Cela dit, il ne faut pas perdre de vue que l’Université produit, avec des moyens comptés et dans un environnement difficile, un enseignement de qualité, de la recherche et des services de haut niveau. Etudiants et enseignants s’investissent avec sérieux et compétence. L’UNIL, et plus largement le site universitaire de Dorigny/Ecublens forment une communauté scientifique de premier plan, dont on peut légitimement être fier et qui mérite tous nos efforts pour la maintenir et l’élever au rang des meilleurs. C’est ensemble que nous parviendrons à réaliser cette ambition, en créant un climat de confiance, en privilégiant les intérêts communs et en mettant notre énergie au service d’une vision globale, à l’échelle de l’Arc lémanique premièrement, mais aussi au-delà, au niveau de la Suisse occidentale et du pays dans son entier. Nous vivons ici, avec le projet triangulaire, une expérience pilote, déterminante pour l’avenir du secteur de la formation et de la recherche à l’échelle de la Suisse ; beaucoup de regards sont portés sur nous, et nous investissent d’une responsabilité qui ne nous laisse pas de droit à l’échec. Je suis confiante et convaincue qu’ensemble, nous parviendrons à dépasser les questionnements actuels pour trouver des solutions constructives et porteuses de sens et d’enthousiasme. Mais pour y parvenir, nous devons pouvoir compter sur le soutien sans faille de nos partenaires, en particulier de la Confédération.

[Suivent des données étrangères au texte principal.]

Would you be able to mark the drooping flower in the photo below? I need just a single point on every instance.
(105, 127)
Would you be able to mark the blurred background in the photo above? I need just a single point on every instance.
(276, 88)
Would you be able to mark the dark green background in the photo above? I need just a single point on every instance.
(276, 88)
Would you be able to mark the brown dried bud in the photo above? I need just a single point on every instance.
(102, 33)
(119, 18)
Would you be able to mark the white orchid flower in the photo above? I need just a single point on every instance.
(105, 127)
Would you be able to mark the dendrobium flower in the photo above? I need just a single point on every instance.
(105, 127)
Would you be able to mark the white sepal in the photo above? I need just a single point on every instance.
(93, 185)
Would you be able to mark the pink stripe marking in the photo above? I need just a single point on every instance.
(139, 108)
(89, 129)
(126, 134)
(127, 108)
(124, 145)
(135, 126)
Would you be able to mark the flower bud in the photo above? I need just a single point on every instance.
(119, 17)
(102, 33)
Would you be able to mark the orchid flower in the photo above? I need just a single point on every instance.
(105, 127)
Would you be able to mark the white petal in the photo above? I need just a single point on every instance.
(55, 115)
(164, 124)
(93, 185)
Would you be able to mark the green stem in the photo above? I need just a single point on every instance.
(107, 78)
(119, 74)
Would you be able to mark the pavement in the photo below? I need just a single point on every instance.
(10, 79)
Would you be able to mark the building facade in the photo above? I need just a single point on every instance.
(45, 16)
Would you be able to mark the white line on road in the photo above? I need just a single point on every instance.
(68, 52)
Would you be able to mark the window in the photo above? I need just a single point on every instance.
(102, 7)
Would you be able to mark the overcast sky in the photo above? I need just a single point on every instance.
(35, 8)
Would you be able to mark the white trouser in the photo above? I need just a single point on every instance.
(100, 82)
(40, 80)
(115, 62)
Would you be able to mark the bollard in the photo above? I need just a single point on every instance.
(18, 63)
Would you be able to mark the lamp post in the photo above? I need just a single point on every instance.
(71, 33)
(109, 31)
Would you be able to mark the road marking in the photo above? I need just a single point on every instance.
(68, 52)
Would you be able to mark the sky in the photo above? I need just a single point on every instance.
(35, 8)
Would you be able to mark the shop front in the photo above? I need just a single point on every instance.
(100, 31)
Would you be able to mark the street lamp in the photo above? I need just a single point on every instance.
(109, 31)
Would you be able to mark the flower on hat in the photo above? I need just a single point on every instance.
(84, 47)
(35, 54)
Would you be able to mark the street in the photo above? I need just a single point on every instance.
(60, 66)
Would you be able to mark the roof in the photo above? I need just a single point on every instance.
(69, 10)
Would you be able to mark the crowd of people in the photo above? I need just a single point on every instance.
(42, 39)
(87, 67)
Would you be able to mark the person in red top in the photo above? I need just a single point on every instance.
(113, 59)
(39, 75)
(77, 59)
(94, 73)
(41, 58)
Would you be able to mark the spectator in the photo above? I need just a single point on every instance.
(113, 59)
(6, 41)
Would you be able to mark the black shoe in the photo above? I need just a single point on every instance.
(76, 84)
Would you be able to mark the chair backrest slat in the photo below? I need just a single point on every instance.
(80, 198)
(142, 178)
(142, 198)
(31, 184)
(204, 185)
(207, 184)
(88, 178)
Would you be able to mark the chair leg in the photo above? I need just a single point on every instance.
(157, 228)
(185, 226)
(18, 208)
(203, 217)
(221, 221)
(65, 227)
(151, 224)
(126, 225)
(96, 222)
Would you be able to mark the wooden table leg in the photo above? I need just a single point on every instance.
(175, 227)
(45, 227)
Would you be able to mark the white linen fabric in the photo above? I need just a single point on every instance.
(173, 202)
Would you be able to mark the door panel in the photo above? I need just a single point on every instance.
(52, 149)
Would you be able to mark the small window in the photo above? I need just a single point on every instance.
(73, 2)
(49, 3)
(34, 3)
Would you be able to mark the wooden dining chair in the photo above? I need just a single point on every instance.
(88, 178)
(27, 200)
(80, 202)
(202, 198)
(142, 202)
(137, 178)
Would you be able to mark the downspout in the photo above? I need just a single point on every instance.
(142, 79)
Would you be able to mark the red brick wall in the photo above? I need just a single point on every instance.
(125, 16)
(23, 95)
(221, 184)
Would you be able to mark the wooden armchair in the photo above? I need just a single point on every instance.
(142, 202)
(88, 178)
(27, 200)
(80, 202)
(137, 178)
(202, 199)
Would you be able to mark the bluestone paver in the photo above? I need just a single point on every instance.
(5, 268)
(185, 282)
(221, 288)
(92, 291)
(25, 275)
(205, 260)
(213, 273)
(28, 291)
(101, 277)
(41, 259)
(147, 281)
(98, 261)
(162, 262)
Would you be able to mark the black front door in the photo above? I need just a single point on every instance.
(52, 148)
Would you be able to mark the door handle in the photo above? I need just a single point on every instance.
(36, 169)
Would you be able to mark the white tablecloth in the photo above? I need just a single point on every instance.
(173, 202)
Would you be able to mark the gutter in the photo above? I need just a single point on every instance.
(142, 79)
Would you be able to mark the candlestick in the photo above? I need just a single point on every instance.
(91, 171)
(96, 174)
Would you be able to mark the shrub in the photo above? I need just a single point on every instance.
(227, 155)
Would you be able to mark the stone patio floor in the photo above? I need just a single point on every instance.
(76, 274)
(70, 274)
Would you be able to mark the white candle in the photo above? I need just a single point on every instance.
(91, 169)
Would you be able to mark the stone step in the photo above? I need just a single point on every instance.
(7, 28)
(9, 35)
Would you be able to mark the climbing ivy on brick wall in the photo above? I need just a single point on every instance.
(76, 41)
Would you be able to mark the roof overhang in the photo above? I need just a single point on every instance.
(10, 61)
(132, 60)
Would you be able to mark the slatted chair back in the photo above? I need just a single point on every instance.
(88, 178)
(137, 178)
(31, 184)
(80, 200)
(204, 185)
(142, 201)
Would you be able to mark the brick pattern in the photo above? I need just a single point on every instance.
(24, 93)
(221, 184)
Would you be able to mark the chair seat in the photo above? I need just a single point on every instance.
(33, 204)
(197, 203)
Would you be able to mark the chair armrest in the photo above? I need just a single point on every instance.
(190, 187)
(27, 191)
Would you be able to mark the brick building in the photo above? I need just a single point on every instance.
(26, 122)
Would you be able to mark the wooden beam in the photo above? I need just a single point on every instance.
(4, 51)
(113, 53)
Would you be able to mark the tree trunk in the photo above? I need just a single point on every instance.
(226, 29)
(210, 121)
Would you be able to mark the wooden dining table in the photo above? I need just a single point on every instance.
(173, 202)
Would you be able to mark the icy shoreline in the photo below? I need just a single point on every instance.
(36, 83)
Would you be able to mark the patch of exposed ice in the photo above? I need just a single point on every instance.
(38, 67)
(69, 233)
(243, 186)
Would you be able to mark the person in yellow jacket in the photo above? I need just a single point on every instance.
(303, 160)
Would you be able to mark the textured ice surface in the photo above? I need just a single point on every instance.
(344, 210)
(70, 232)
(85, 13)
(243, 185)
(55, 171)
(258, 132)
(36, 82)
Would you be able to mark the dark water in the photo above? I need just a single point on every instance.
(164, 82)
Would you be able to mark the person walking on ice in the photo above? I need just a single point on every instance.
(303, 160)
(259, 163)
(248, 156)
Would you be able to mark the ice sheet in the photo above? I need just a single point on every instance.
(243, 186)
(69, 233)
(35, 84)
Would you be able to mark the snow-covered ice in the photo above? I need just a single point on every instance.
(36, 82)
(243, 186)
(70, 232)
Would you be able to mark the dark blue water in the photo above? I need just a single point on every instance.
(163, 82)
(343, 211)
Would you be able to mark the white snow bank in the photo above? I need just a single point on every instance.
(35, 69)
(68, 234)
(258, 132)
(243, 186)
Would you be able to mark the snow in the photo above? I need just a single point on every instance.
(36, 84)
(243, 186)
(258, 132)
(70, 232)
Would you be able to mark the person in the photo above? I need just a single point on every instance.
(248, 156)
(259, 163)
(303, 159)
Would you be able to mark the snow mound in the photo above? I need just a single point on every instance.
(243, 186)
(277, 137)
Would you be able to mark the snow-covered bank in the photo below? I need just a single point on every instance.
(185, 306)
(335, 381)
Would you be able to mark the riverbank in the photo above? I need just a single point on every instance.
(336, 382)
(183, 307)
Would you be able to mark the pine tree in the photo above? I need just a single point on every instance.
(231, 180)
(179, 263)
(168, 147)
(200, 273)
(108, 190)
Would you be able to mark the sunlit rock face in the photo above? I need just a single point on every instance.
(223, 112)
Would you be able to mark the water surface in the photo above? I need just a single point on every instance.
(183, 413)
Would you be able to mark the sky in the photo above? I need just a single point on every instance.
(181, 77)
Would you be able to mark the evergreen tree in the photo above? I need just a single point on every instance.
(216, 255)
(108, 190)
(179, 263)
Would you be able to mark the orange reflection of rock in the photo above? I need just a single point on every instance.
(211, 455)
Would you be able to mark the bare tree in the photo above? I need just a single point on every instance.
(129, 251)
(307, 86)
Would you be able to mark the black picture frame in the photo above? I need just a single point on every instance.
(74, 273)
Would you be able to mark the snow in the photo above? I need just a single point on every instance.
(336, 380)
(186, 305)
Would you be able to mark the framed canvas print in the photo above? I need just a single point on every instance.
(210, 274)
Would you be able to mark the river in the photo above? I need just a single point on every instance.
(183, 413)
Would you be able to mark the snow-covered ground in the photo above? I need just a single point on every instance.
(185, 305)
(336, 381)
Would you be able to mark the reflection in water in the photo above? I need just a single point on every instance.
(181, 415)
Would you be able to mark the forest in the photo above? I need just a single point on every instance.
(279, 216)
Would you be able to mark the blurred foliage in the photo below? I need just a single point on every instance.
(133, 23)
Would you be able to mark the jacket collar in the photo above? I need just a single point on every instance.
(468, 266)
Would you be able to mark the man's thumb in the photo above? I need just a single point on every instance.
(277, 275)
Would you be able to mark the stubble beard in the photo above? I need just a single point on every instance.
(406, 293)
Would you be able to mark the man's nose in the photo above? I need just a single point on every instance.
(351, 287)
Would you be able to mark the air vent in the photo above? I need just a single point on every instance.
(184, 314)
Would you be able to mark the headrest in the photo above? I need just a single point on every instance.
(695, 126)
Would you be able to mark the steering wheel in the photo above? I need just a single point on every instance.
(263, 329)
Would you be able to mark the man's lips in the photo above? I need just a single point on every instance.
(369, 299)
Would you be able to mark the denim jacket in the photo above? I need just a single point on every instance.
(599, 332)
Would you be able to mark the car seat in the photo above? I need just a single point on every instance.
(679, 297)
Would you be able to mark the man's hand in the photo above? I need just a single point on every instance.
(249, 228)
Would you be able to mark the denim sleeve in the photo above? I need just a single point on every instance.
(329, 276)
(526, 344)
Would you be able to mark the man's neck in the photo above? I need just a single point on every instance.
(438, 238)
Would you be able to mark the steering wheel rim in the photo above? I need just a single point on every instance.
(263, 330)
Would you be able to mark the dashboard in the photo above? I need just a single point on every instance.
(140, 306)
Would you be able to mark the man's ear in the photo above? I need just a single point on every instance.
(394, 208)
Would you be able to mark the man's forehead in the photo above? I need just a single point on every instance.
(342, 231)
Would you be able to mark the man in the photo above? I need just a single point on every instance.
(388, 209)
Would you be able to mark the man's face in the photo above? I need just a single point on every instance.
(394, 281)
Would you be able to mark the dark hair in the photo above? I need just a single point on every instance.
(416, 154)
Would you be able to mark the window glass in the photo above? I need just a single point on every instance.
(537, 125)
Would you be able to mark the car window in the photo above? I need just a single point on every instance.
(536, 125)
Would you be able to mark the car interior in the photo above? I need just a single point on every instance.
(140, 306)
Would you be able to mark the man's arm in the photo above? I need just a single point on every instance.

Le Dies est d’abord un jour de festivités pour l’Université, une occasion de distinguer ses lauréats et ses nouveaux docteurs honoris causa. Cette année encore, les éminents mérites des récipiendaires témoignent de la grande qualité du travail qui s’accomplit à l’Université, et qui fait rayonner très loin la réputation de notre Haute Ecole. A toutes les personnes récompensées aujourd’hui, j’adresse mes plus vives félicitations et je remercie également l’entier de la communauté universitaire, étudiantes et étudiants, professeurs, corps intermédiaire, personnel administratif et technique pour l’excellence du travail fourni et pour leur contribution à la vie et au développement de notre canton. De plus, je tiens à adresser des remerciements particuliers au Rectorat qui se dévoue sans compter pour l'Université. Le canton de Vaud reste plus que jamais attaché à son Université, dont il mesure l’apport à son rayonnement et à son développement ; il fera pour sa part tout ce qui est en son possible pour la défendre et y maintenir des conditions de travail attractives, à la hauteur de ses compétences et de ses ambitions.